Abstract: The 1000 Genomes Project aims to provide a deep characterization of human genome sequence variation as a foundation for investigating the relationship between genotype and phenotype. Here we present results of the pilot phase of the project, designed to develop and compare different strategies for genome-wide sequencing with high-throughput platforms. We undertook three projects: low-coverage whole-genome sequencing of 179 individuals from four populations; high-coverage sequencing of two mother-father-child trios; and exon-targeted sequencing of 697 individuals from seven populations. We describe the location, allele frequency and local haplotype structure of approximately 15 million single nucleotide polymorphisms, 1 million short insertions and deletions, and 20,000 structural variants, most of which were previously undescribed. We show that, because we have catalogued the vast majority of common variation, over 95% of the currently accessible variants found in any individual are present in this data set.
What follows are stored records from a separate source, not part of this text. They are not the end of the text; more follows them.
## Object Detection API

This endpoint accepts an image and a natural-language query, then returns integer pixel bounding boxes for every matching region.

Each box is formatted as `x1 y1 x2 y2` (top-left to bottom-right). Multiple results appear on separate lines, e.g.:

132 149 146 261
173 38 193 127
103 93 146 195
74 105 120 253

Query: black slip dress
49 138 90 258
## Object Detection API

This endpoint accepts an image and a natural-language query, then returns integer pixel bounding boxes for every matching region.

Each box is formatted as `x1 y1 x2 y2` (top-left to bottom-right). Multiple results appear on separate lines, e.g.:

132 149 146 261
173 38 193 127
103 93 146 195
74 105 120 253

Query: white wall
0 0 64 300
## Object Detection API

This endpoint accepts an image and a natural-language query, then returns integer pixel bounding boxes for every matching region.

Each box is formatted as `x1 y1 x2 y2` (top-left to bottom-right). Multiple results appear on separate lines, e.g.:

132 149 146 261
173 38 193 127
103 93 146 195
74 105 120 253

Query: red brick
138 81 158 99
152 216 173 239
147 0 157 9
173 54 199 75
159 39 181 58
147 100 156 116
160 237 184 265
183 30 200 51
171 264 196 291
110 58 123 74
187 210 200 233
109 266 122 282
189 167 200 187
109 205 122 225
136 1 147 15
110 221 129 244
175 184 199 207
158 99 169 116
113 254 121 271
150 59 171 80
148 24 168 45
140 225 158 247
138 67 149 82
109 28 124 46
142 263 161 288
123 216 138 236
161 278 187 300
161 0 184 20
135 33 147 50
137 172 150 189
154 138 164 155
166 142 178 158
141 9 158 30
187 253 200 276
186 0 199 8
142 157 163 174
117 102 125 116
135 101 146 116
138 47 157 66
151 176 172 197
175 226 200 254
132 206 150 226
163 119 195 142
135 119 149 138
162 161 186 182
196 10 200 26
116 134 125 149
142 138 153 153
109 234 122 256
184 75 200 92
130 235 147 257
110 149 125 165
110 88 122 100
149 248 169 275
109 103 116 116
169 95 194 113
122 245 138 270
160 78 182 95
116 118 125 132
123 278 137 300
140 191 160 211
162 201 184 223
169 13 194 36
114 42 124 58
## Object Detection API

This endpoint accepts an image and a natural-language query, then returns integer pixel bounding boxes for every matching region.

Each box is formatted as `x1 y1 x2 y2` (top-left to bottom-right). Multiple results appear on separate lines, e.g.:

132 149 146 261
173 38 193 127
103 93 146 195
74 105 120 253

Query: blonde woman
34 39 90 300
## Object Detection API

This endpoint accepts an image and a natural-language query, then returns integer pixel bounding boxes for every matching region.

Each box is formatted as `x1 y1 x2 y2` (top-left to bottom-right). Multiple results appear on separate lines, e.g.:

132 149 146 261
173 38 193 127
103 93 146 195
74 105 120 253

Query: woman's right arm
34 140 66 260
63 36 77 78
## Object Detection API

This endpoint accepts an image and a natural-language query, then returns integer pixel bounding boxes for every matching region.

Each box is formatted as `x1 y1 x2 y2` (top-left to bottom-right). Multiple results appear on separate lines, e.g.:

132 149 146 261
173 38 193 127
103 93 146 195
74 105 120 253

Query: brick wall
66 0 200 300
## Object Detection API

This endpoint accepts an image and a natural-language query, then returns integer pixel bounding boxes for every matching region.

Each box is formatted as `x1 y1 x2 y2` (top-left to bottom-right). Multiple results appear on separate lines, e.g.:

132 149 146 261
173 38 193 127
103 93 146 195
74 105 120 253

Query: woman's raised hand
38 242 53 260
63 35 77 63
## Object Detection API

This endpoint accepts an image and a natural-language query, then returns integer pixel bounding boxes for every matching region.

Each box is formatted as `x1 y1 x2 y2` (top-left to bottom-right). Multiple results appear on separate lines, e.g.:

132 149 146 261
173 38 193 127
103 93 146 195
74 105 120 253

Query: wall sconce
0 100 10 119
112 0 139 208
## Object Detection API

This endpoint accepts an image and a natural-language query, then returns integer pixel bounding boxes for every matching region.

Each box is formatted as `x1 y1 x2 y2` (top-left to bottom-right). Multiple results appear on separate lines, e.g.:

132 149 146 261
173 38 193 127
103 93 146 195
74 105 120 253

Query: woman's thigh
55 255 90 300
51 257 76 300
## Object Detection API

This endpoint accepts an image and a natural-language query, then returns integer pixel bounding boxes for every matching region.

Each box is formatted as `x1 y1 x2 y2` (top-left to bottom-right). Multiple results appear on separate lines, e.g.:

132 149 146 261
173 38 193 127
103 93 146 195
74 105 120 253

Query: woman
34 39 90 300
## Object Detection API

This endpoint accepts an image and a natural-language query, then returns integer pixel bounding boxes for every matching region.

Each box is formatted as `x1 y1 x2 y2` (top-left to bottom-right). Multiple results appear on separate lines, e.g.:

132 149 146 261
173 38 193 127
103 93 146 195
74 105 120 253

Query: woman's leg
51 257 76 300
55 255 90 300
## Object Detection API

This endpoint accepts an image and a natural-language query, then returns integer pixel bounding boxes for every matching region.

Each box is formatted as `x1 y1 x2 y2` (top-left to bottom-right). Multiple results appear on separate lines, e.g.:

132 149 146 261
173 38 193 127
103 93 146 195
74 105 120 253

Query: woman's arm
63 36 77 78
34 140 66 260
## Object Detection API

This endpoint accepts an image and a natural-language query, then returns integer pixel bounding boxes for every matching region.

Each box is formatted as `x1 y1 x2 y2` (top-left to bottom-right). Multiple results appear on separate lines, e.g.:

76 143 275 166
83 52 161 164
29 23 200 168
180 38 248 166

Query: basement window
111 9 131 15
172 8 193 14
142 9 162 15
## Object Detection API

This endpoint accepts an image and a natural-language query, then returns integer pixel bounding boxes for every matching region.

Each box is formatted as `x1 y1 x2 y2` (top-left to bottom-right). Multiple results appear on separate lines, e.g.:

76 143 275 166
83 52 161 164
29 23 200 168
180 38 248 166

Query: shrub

On average, each person is found to carry approximately 250 to 300 loss-of-function variants in annotated genes and 50 to 100 variants previously implicated in inherited disorders. We demonstrate how these results can be used to inform association and functional studies. From the two trios, we directly estimate the rate of de novo germline base substitution mutations to be approximately 10(-8) per base pair per generation. We explore the data with regard to signatures of natural selection, and identify a marked reduction of genetic variation in the neighbourhood of genes, due to selection at linked sites. These methods and public data will support the next phase of human genetic research.

...read moreread less

7,538 citations

Journal Article•DOI•

The International HapMap Project

[...]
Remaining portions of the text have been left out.